Having examined the configuration options for the 15" and 17" models, here's what I recommend. If you're going 15", get the least expensive one possible. Take it stock with no upgrades, except possibly pushing the 320gb hard drive up to 500gb. I have a hard time counseling against extra hard drive space in your laptop at any price, because there's virtually no such thing as too much storage space. Don't worry about RAM. 4gb is plenty unless you're editing videos hardcore, and if you're doing that, you're going to want to spend a lot more on your machine anyway. The 15" model is going to run you around $1800-$1900 depending on what you decide to do with hard drive size. Take the cheapest processor. Again, you're probably only going to notice the speed difference between the i5-2.4, i5-2.53, and i7-2.66 if you're doing some crazy video editing.
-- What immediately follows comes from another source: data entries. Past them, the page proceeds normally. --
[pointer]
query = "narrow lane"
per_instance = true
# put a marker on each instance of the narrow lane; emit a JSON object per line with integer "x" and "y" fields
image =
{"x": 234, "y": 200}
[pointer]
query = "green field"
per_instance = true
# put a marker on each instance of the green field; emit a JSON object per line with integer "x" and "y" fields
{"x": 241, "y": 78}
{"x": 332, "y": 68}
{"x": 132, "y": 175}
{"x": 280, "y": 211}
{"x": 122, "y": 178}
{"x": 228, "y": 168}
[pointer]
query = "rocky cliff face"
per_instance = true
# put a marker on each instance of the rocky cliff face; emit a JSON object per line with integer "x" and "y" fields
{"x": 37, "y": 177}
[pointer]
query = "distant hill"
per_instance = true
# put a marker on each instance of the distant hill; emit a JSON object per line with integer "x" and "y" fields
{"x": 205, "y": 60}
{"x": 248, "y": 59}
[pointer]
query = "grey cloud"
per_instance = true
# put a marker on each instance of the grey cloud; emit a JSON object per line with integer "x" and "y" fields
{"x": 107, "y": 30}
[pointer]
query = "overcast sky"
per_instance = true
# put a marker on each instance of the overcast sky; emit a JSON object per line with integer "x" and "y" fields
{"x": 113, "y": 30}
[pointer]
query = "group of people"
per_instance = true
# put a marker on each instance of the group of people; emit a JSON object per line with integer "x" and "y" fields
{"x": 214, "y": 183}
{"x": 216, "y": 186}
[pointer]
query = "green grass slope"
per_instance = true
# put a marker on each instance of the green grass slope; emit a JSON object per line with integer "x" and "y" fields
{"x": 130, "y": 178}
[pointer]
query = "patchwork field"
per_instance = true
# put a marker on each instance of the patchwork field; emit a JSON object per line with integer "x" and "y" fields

If price tag is not within the scope of your decision making, get ready to SPEND. Get a 17" model with the i7 CPU. It'll be worth every penny of the $2500 bucks. Maybe even spring the extra $50 for the 7400rpm hard drive. In practice, your hard drive RPMs are not that big a deal, because data retrieval is bottle necked by seek time and bus speed. Also, most files you're going to be pulling down off the drive are not huge. But screw it, you're buying a Cadillac. You're spending $2500 on this beast. Another $50 at this point isn't going to break your bank. I generally wouldn't advise going with more than 4gb of ram, but hey. We've established that price is no object, and maybe you're looking at doing video editing, so that extra 4gb might come in handy. At this point, it's up to you. But definitely spring the $200 for the i7 if you're going all the way on a 17". You're shelling out so much cash, there's no reason not to.

A little more info: If you're hoping to record your band, you're going to need a MIDI-input device that connects to your computer with USB or Firewire. I wouldn't spend more than about $200 on one unless your band earns money. Something like the M-Audio MidiSport should do the trick for 4-track recording. All Macs already come with Garage Band installed on them, which is pretty robust for being free. Again, you probably don't need to upgrade to ProTools unless your band makes money.

Whatever size hard drive you select, you may still want to consider an external hard drive for all of the reasons I mentioned in my netbook article. They're super useful, and not awfully expensive for a bunch of extra storage space.

Good luck on your multi-media adventure!

@nerdsherpa (I'm still a PC, but Macs are computers too.)


  1. If you do end up doing a segment on digital audio interfaces for your tools, get me involved. I've used a lot of the hardware and a lot of the software.

    I will say that the very expensive Pro Tools rig sounds far, far better than any of the other systems.

  2. Jim,

    As far as hard drives go for Macbook Pro's, some of the best advice I can really give is to avoid HDDs altogether and go for a solid state drive. Anyone doing ANY type of heavy lifting on an MBP such as running Adobe applications will want the performance of a solid state drive.

    However, it's best to order your MBP with a stock drive and purchase an aftermarket SSD. Apple has very inflated prices for that particular component.

  3. thank you for the post! it's exactly the explanation i was looking for a while. i will use you recommendation to pick the bast MacBook Pro.